Importante destacar que a discussão em torno das emendas impositivas se relaciona não somente à execução orçamentária em termos de melhor ou pior técnica, mas à própria essência das escolhas constituintes e populares no que diz respeito ao regime democrático, à configuração da separação de poderes e ao sistema presidencialista de governo.
De início, é preciso considerar que a Constituição de 1988 adotou desde seu texto originário o presidencialismo enquanto sistema de governo, aprovando-o, na ocasião com o seu “pacote” de características clássicas. Ainda que com a força política dos defensores do parlamentarismo à época, foi assim a decisão da Assembleia Constituinte 1987-1988.
Não obstante, esta estabeleceu para ser realizado em 1993 plebiscito envolvendo a forma e o sistema de governo e, na ocasião, o povo brasileiro corroborou a decisão constituinte, votando amplamente favorável à continuidade da república presidencialista. Ainda, diga-se que no longínquo ano de 1963, a população brasileira também fora convocada a plebiscito acerca do tema e ali, na vigência da Constituição de 1946, também demonstrou sua maior simpatia pelo presidencialismo. [1] Para não falar que em toda a história republicana brasileira desde 1889, apenas por brevíssimo tempo (1961-1963), o país adotou o parlamentarismo como sistema de governo.

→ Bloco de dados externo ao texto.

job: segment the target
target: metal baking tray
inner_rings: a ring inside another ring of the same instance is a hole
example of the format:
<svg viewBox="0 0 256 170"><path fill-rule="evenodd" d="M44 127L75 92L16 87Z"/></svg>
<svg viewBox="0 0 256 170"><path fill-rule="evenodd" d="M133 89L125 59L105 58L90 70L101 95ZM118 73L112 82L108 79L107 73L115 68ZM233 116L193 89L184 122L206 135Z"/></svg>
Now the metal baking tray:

Ao contrário da estreita cooperação existente entre parlamento e governo no parlamentarismo, no presidencialismo há uma separação mais rigorosa entre os poderes do Estado, a começar pela legitimação pelo voto direto tanto da composição do parlamento, como da investidura do presidente da República em seu cargo.

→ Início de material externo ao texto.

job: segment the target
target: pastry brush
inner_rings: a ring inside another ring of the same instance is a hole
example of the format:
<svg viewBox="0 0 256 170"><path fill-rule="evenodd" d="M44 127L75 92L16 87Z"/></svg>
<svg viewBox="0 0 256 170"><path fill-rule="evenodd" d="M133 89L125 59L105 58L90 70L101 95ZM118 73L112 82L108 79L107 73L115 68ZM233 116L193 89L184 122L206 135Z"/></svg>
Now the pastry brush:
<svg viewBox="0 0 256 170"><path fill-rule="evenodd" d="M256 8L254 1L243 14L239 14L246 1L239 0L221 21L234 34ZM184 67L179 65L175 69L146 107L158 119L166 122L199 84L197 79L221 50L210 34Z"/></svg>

As funções típicas de cada poder só excepcionalmente são atribuídas a outro e sempre a partir dos próprios balizamentos constitucionais, cabendo, portanto, a função de legislar ao legislativo e a de governar/executar/administrar ao executivo. Como afirmam Pegoraro e Rinella, no presidencialismo, “a estrutura inteira é fundada no princípio da separação dos poderes bastante rígida: de uma parte, o Legislativo, com a função precípua de produzir leis; [a] da outra, o Executivo, encarregado de dar implementação à legislação no âmbito da sua ação política”.[2]

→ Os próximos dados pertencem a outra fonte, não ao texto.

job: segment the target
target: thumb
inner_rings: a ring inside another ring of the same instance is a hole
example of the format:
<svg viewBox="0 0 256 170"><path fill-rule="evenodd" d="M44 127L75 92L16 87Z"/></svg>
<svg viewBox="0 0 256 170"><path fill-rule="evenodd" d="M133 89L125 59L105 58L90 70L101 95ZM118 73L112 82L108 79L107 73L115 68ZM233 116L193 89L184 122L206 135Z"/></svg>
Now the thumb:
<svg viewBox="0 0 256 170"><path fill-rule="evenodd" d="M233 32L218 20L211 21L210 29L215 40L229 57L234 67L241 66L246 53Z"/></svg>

Desse modo, embora possa o poder legislativo participar do e fiscalizar o orçamento, principalmente em seu processo legislativo especial, cabe, por princípio, ao poder executivo a sua execução, em consonância com a Constituição e com o programa político apresentado à sociedade durante a campanha eleitoral, escolhido pela maioria do eleitorado.
Obviamente que não estamos a falar aqui que o princípio da separação de poderes se estabelece atualmente nos mesmos moldes do que foi pensado por Montesquieu ou Madison no século 18. Há uma hipercomplexificação da sociedade, o que denota respostas diferenciadas do sistema político-jurídico como um todo para preservação da democracia e dos direitos fundamentais. Todavia, o elemento nuclear do princípio da separação de poderes permanece hígido na Constituição, a saber, o controle do poder pelo poder. A mesma pessoa — ou o mesmo ente — não deve acumular as funções de legislar, administrar e julgar. Trata-se de um mecanismo de contenção do arbítrio. A atuação de cada poder deve estar restrita ao espaço de legitimidade constitucionalmente demarcado, sob pena de indevida — e inconstitucional — usurpação de competência.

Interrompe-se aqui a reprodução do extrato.